The waiters took more drinks out onto the lawn. Clearly the photographs were finished but the guests were encouraged to mingle on the grass for almost another hour. After about 10 minutes I headed inside. The party was happening 100 yards from me and I had nowhere to sit down. I shuffled my way to the lift (ironically there were stairs to get to it) and went back upstairs. I decided to wait in the dining room. So I found my place and sat down to wait. After a minute or two a nice hotel staff member informed me that the dining room wasn't yet prepared and would I mind moving next door to the ballroom? So I stood up again and walked to the ballroom to wait.

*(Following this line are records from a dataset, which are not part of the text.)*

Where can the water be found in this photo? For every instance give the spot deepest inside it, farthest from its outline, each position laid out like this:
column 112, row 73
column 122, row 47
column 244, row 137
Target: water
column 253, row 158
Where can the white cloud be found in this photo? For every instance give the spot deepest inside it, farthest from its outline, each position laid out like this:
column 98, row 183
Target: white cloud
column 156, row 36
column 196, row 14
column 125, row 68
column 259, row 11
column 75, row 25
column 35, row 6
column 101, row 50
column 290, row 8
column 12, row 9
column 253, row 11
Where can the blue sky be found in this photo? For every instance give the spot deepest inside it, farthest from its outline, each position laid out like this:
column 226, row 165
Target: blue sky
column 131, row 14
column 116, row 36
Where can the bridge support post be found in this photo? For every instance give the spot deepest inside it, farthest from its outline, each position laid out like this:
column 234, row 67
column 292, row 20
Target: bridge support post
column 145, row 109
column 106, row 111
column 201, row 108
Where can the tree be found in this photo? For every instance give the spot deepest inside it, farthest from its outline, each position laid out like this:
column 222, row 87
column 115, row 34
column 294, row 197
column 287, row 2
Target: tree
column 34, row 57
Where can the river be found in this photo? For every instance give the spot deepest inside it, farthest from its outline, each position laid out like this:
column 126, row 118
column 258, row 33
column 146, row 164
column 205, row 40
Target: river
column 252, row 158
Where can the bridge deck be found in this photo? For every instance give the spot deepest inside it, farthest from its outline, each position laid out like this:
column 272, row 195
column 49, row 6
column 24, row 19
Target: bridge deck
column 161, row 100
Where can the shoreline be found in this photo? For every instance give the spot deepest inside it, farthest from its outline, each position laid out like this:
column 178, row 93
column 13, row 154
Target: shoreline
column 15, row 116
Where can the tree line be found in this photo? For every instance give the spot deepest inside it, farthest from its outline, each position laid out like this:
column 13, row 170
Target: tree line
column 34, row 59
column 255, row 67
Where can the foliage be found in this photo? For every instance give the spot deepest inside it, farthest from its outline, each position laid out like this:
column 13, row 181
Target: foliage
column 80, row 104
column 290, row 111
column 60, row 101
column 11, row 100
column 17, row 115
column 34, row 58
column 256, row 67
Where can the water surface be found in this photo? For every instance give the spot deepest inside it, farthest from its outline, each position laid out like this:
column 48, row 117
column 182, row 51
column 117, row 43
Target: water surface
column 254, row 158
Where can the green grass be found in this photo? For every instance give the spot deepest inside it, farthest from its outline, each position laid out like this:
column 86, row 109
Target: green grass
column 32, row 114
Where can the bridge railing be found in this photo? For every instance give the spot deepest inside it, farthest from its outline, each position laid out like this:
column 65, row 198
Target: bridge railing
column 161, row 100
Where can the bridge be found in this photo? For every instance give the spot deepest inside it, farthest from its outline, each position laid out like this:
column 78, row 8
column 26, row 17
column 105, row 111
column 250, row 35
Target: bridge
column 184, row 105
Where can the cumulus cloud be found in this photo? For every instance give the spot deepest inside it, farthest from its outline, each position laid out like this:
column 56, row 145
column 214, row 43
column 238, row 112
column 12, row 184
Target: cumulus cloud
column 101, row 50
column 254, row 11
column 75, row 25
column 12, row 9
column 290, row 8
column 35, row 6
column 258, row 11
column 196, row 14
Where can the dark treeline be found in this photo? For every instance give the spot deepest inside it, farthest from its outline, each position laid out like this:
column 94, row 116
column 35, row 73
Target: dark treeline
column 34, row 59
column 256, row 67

About another half an hour elapsed before the other guests were ushered back indoors. As they arrived, someone started up some music and an emcee began to instruct how everyone to dance a traditional reel. This was a prelude to the post meal entertainment - which was to be a Ceilidh.

It was at this moment that I decided to leave. The flow of social activities for the day involved nothing I was physically capable of joining in with. Nothing that did not, or would not, cause me more pain. The steps and getting to the lift had increased the level to about an eight and a half out of ten. The
endorphins were kicking in and I had no appetite.

What actually happened was that I borrowed
someone's room key and went to lie down. I knew it wasn't going to work, in terms of getting me physically back in the game, but I didn't want anyone to think I had left impolitely, without appearing to try. I really didn't want there to be a fuss. I have been to enough weddings where some guests try and make the day about themselves rather than the marrying couple and I think it selfish and appalling. I also absolve the bride or groom. Neither was in any way responsible for my position. They had to be attentive to everyone there, and neither of them is my personal assistant, advocate or Mother. I stayed in the room for two hours or more, until the meal and speeches were over.

The fact is that the history I wrote when I left was mostly false. The service was pleasant, but every other part of the day was nightmarish for me. I am used to being in pain. That's just a regular thing. But the real reason I left was the absolute feeling of exclusion. There was this party happening and every part of it was predicated on being able bodied. Going up and downstairs,
mingling on the lawn, dancing a reel, being turfed out of my seat for not being like the other guests, even getting to a room (had I booked one). I was, by necessity, abandoned on the sidelines. I ended up with my nose pressed against the window, watching life happen inside. I may as well have just not been there. And as far as records show, I wasn't. The photographer simply hadn't thought to change his routine so I could be included, so I was just left out. The world of this normal social occasion could not handle someone abnormal, so I was ignored.

It was only luck that meant as I was leaving he was too. I grabbed him and insisted he took a photo of me with the happy couple. Had our paths not intersected, then I would have been excised as well as excluded, like some disgraced Soviet general being airbrushed, or a mad cousin hidden in an asylum so as not to bring shame on the family.